September 13, 2012

DAY 303 - The Gift of Neediness



Deuteronomy 4:9-14 (NIV) Only be careful, and watch yourselves closely so that you do not forget the things your eyes have seen or let them fade from your heart as long as you live. Teach them to your children and to their children after them. 10 Remember the day you stood before the Lord your God at Horeb, when he said to me, “Assemble the people before me to hear my words so that they may learn to revere me as long as they live in the land and may teach them to their children.” 11 You came near and stood at the foot of the mountain while it blazed with fire to the very heavens, with black clouds and deep darkness. 12 Then the Lord spoke to you out of the fire. You heard the sound of words but saw no form; there was only a voice. 13 He declared to you his covenant, the Ten Commandments, which he commanded you to follow and then wrote them on two stone tablets. 14 And the Lord directed me at that time to teach you the decrees and laws you are to follow in the land that you are crossing the Jordan to possess.

Do you have the fear of God, or is this notion strange to you?  The fear of God is not something we can conjure up for ourselves. The fear of God comes as a response to the reality of God, coming to us in some sudden and subtle ways. It is our response to an encounter with God, to a personal meeting with God, to an event that happens. The fear of God is not just an idea we want to believe is true.

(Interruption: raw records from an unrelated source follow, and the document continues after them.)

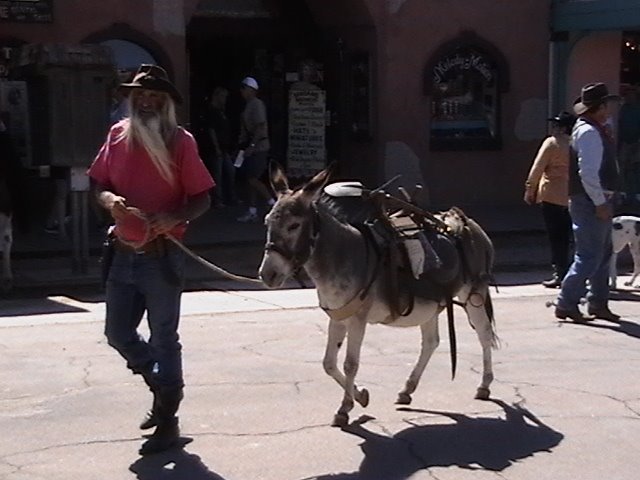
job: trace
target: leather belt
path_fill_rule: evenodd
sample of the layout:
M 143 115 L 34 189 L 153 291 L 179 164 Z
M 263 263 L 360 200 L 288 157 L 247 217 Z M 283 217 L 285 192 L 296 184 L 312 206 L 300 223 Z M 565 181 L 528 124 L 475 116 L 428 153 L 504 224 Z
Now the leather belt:
M 168 247 L 167 241 L 163 237 L 154 238 L 150 242 L 136 248 L 131 245 L 127 245 L 116 238 L 114 246 L 116 250 L 120 250 L 121 252 L 135 253 L 136 255 L 149 255 L 152 257 L 164 257 L 167 253 Z

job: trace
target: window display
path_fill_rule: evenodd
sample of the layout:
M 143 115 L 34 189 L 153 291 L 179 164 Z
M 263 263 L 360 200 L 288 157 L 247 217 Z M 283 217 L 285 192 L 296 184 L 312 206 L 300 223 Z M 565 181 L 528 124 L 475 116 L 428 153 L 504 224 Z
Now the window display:
M 492 149 L 499 146 L 498 69 L 474 47 L 457 47 L 433 66 L 431 148 Z

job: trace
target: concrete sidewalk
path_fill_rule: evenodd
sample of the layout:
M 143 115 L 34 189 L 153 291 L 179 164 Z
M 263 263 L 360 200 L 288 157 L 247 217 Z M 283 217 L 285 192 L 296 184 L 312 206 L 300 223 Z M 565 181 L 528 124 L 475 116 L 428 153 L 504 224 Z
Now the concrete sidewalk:
M 549 242 L 537 208 L 468 209 L 489 233 L 495 249 L 496 272 L 551 271 Z M 210 210 L 190 226 L 184 243 L 210 262 L 238 275 L 256 277 L 265 241 L 261 223 L 235 221 L 242 207 Z M 99 253 L 103 233 L 93 230 L 91 257 L 85 273 L 73 270 L 69 241 L 32 232 L 18 236 L 13 260 L 12 296 L 69 293 L 74 289 L 99 290 Z M 628 253 L 619 258 L 622 268 L 631 265 Z M 250 284 L 229 282 L 193 260 L 187 260 L 190 289 L 251 288 Z
M 456 310 L 458 374 L 446 327 L 413 404 L 393 404 L 417 358 L 417 329 L 371 326 L 352 423 L 329 426 L 340 388 L 322 370 L 326 316 L 312 289 L 190 292 L 181 337 L 184 449 L 140 458 L 150 405 L 102 334 L 97 295 L 0 306 L 3 480 L 632 480 L 640 458 L 640 314 L 556 322 L 541 273 L 499 274 L 501 348 L 492 399 L 473 400 L 477 339 Z
M 265 227 L 241 224 L 235 217 L 242 207 L 210 210 L 191 225 L 185 244 L 207 260 L 233 273 L 255 277 L 262 257 Z M 547 268 L 548 246 L 541 219 L 536 209 L 483 209 L 475 212 L 494 241 L 496 271 Z M 523 230 L 529 225 L 528 230 Z M 98 289 L 100 283 L 99 253 L 103 233 L 92 230 L 91 257 L 85 273 L 74 272 L 71 245 L 68 240 L 32 232 L 18 235 L 14 248 L 14 296 L 40 293 L 65 293 L 74 288 Z M 245 288 L 233 285 L 193 260 L 187 261 L 189 288 Z

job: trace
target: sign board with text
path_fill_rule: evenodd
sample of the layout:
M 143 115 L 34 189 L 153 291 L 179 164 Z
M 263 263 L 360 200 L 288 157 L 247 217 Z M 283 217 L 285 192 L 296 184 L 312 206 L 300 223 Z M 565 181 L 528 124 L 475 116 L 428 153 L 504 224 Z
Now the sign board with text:
M 0 0 L 0 22 L 51 23 L 53 0 Z
M 289 92 L 287 173 L 290 176 L 312 176 L 325 167 L 325 112 L 324 90 L 292 89 Z

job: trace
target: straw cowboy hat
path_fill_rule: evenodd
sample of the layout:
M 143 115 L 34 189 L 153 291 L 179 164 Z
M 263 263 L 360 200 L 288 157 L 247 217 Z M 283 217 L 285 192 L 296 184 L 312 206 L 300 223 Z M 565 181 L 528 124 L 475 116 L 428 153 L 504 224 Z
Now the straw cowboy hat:
M 605 103 L 609 100 L 619 100 L 619 95 L 609 93 L 604 83 L 589 83 L 582 87 L 580 97 L 573 104 L 573 111 L 576 115 L 582 115 L 592 107 Z
M 138 71 L 130 83 L 123 83 L 120 88 L 126 92 L 134 88 L 144 88 L 145 90 L 155 90 L 171 95 L 176 103 L 182 103 L 182 95 L 173 83 L 169 81 L 169 76 L 164 68 L 157 65 L 140 65 Z

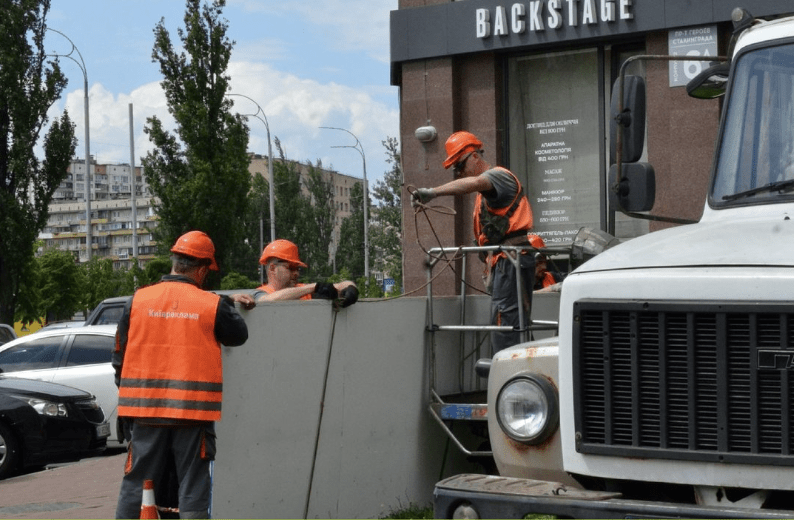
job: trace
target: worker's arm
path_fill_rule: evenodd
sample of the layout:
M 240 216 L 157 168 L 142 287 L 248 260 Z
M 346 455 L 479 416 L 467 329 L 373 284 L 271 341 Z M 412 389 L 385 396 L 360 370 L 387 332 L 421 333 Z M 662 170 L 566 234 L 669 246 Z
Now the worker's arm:
M 280 289 L 270 294 L 262 295 L 256 301 L 277 302 L 284 300 L 299 300 L 301 296 L 313 293 L 316 285 L 317 284 L 314 283 L 307 283 L 298 287 L 287 287 L 286 289 Z
M 227 347 L 238 347 L 248 340 L 248 325 L 237 309 L 234 300 L 221 296 L 215 312 L 215 339 Z
M 110 358 L 110 363 L 115 372 L 116 386 L 121 383 L 121 369 L 124 367 L 124 354 L 127 351 L 127 338 L 130 331 L 130 311 L 132 310 L 132 300 L 124 305 L 124 311 L 121 313 L 121 319 L 116 327 L 116 346 L 113 349 L 113 355 Z
M 478 175 L 476 177 L 462 177 L 442 184 L 433 191 L 436 192 L 436 197 L 443 197 L 446 195 L 467 195 L 469 193 L 491 191 L 493 185 L 491 180 L 485 175 Z

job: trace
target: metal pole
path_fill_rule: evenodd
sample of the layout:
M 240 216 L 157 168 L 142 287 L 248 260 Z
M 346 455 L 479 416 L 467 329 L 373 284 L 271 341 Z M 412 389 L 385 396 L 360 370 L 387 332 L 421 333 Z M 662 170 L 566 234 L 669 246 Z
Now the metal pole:
M 367 157 L 364 155 L 364 146 L 358 140 L 356 134 L 344 128 L 336 128 L 333 126 L 321 126 L 327 130 L 341 130 L 353 136 L 356 140 L 355 145 L 332 146 L 331 148 L 352 148 L 361 154 L 361 160 L 364 163 L 364 278 L 366 283 L 369 284 L 369 186 L 367 185 Z
M 273 190 L 273 186 L 275 185 L 275 181 L 273 180 L 273 145 L 270 141 L 270 125 L 267 122 L 267 114 L 265 114 L 265 111 L 262 110 L 262 107 L 259 106 L 259 103 L 254 101 L 252 98 L 246 96 L 245 94 L 233 94 L 230 92 L 226 95 L 244 97 L 245 99 L 256 105 L 257 112 L 255 114 L 243 114 L 243 116 L 245 117 L 252 116 L 259 119 L 265 124 L 265 130 L 267 130 L 267 176 L 268 176 L 268 184 L 269 184 L 268 188 L 270 192 L 270 241 L 272 242 L 276 239 L 276 196 Z M 259 117 L 258 115 L 259 112 L 262 112 L 262 117 L 264 117 L 264 119 Z M 262 246 L 262 249 L 264 249 L 264 246 Z M 260 269 L 260 279 L 261 278 L 262 275 Z
M 83 60 L 83 55 L 80 53 L 80 49 L 74 44 L 74 42 L 61 31 L 56 29 L 52 29 L 47 27 L 48 31 L 52 31 L 55 33 L 60 34 L 66 40 L 72 44 L 72 50 L 70 50 L 67 54 L 51 54 L 50 56 L 58 56 L 69 58 L 73 62 L 80 67 L 80 70 L 83 72 L 83 108 L 85 112 L 85 251 L 86 251 L 86 260 L 91 260 L 91 140 L 90 140 L 90 133 L 89 133 L 89 125 L 88 125 L 88 71 L 85 67 L 85 60 Z M 74 56 L 72 56 L 72 52 L 76 52 L 77 56 L 80 58 L 80 61 L 77 61 Z
M 132 261 L 138 264 L 138 203 L 135 200 L 138 183 L 135 179 L 135 138 L 132 130 L 132 103 L 130 103 L 130 193 L 132 193 Z

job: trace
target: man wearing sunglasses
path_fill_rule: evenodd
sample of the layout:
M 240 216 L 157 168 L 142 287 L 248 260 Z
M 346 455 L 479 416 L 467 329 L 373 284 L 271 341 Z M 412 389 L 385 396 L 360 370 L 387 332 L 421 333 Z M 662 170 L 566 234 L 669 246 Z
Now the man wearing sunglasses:
M 358 301 L 358 288 L 351 281 L 336 284 L 298 282 L 300 270 L 306 264 L 298 257 L 298 246 L 289 240 L 279 239 L 269 243 L 262 251 L 259 263 L 265 266 L 267 283 L 254 293 L 254 299 L 258 302 L 341 299 L 341 306 L 347 307 Z
M 529 244 L 527 232 L 532 229 L 532 208 L 518 178 L 506 168 L 492 167 L 483 158 L 482 141 L 470 132 L 455 132 L 445 144 L 447 158 L 444 168 L 452 167 L 455 179 L 435 188 L 418 188 L 412 203 L 426 204 L 436 197 L 476 193 L 474 203 L 474 237 L 479 246 Z M 518 295 L 514 264 L 503 251 L 489 253 L 485 259 L 486 287 L 491 293 L 491 324 L 517 327 Z M 521 254 L 519 259 L 524 285 L 525 316 L 532 305 L 535 259 Z M 520 333 L 491 333 L 494 352 L 515 345 Z

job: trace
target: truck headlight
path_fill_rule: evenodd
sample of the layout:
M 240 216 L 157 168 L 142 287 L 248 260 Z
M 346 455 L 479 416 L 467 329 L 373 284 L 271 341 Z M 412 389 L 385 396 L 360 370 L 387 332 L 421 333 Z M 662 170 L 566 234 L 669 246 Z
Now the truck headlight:
M 45 401 L 44 399 L 36 399 L 33 397 L 14 396 L 28 403 L 31 408 L 36 410 L 39 415 L 48 415 L 50 417 L 68 417 L 69 412 L 66 411 L 66 405 L 63 403 L 53 403 L 52 401 Z
M 508 381 L 496 398 L 496 419 L 513 440 L 540 444 L 557 429 L 557 390 L 543 377 L 522 375 Z

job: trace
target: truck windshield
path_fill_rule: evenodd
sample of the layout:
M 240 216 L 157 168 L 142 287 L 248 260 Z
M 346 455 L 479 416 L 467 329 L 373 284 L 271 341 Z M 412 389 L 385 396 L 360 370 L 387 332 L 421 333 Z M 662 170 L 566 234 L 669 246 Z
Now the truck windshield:
M 794 198 L 794 45 L 739 57 L 711 202 Z

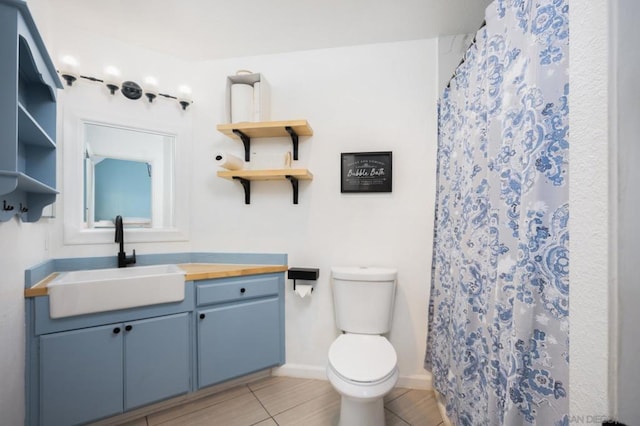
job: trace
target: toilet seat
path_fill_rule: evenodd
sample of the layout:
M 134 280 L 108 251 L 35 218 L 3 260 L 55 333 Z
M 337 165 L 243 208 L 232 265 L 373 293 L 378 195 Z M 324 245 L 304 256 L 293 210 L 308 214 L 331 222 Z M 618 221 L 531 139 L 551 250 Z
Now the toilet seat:
M 348 382 L 383 382 L 396 372 L 397 364 L 393 346 L 378 335 L 342 334 L 329 348 L 330 368 Z

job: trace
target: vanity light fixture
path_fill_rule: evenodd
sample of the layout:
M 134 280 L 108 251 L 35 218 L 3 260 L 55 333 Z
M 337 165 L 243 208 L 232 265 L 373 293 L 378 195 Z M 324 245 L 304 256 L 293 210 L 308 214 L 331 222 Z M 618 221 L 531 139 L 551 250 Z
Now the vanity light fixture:
M 73 86 L 73 82 L 78 79 L 78 61 L 73 56 L 64 56 L 60 75 L 67 82 L 67 86 Z
M 67 83 L 67 86 L 72 86 L 73 83 L 79 79 L 84 79 L 103 83 L 112 95 L 115 95 L 116 92 L 120 90 L 122 95 L 127 99 L 136 100 L 142 98 L 142 95 L 144 95 L 149 103 L 153 103 L 154 99 L 162 96 L 163 98 L 176 100 L 183 110 L 186 110 L 187 107 L 193 103 L 191 99 L 191 88 L 189 88 L 189 86 L 180 86 L 178 88 L 179 96 L 173 96 L 168 93 L 160 93 L 158 80 L 151 76 L 146 77 L 144 79 L 144 85 L 140 86 L 140 84 L 131 80 L 122 82 L 120 71 L 114 66 L 106 67 L 104 70 L 105 77 L 101 79 L 80 74 L 78 72 L 78 62 L 72 56 L 65 56 L 60 62 L 61 66 L 58 73 Z
M 189 105 L 191 105 L 191 88 L 189 86 L 182 85 L 178 87 L 178 93 L 180 93 L 178 97 L 178 102 L 182 106 L 183 110 L 186 110 Z
M 107 86 L 111 94 L 115 95 L 118 89 L 120 89 L 118 84 L 120 82 L 120 70 L 114 66 L 108 66 L 105 68 L 104 74 L 106 76 L 104 84 Z
M 125 81 L 120 89 L 127 99 L 140 99 L 142 97 L 142 87 L 135 81 Z
M 144 79 L 144 95 L 152 103 L 158 97 L 158 80 L 155 77 L 147 77 Z

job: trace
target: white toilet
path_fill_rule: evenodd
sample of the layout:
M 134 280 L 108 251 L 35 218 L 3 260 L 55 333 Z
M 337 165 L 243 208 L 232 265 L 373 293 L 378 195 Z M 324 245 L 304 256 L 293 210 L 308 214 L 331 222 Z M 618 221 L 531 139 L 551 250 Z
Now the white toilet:
M 383 398 L 398 381 L 398 357 L 382 334 L 391 329 L 395 269 L 333 267 L 336 326 L 327 376 L 342 395 L 340 426 L 383 426 Z

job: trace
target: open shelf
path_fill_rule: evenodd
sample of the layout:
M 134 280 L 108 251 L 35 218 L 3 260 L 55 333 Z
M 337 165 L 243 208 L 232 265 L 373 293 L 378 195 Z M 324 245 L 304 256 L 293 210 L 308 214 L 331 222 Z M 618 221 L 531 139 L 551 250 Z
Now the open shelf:
M 0 57 L 4 70 L 0 97 L 0 222 L 18 216 L 35 222 L 55 202 L 56 67 L 24 1 L 0 10 Z
M 293 176 L 298 180 L 313 179 L 313 175 L 307 169 L 221 170 L 218 176 L 225 179 L 240 177 L 247 180 L 285 180 L 287 176 Z
M 234 130 L 240 130 L 250 138 L 277 138 L 289 136 L 289 133 L 285 130 L 286 127 L 291 127 L 298 136 L 313 136 L 313 129 L 309 126 L 307 120 L 248 121 L 219 124 L 217 129 L 219 132 L 234 139 L 240 139 L 240 136 L 233 133 Z
M 33 179 L 24 173 L 0 170 L 0 195 L 5 195 L 18 189 L 35 194 L 58 193 L 58 191 L 49 185 Z
M 298 204 L 298 181 L 313 179 L 313 174 L 307 169 L 222 170 L 218 176 L 235 179 L 242 184 L 245 204 L 251 204 L 252 180 L 289 180 L 293 189 L 293 204 Z
M 255 121 L 219 124 L 218 131 L 244 144 L 244 160 L 250 161 L 249 155 L 252 138 L 277 138 L 291 136 L 293 159 L 298 159 L 298 137 L 312 136 L 313 129 L 307 120 Z
M 0 170 L 0 222 L 18 215 L 23 222 L 36 222 L 42 209 L 56 199 L 54 188 L 24 173 Z
M 55 149 L 55 142 L 49 137 L 25 107 L 18 103 L 18 134 L 20 142 Z

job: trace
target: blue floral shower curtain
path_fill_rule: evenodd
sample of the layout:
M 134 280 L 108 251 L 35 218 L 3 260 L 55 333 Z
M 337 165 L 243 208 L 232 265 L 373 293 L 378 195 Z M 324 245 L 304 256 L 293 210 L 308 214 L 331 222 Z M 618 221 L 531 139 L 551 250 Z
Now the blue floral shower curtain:
M 425 367 L 456 425 L 567 424 L 567 0 L 496 0 L 439 109 Z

Have you ever been loved by someone and you felt so unworthy and so good? That is what the fear of God is like. Have you ever felt someone’s unreserved commitment to you, and felt so undeserving and so grateful? That is what the fear of God is like. But feelings don’t last, and the fear of God is kept active and alive by what we call discipline, habitual actions that nurture that event and help keep that event active in shaping our life.

And when the disciplines are done for the sake of our own spiritual survival and our of our own sense of need, those around us pick up on it and receive something of this value though we may not be aware of it at the time. Others, including our children, see the need we have. The need we have for God is our strength and is what undergirds all our other values. The need for God could be called humility, but that does not quite capture it. I believe the need for God is best described as the fear of God.

Among the Hebrew people, the fear of God was the definition of true religion. The fear of God was also proclaimed and practiced in the early church. The fear of the Lord describes a spirit of trembling adoration. It tells of a person who is very much conscious of God and sense a responsibility to God. And the fear of the God is the disposition of mind and heart that makes us teachable and opens the gate of our soul to receive the truth of God and the gifts of God.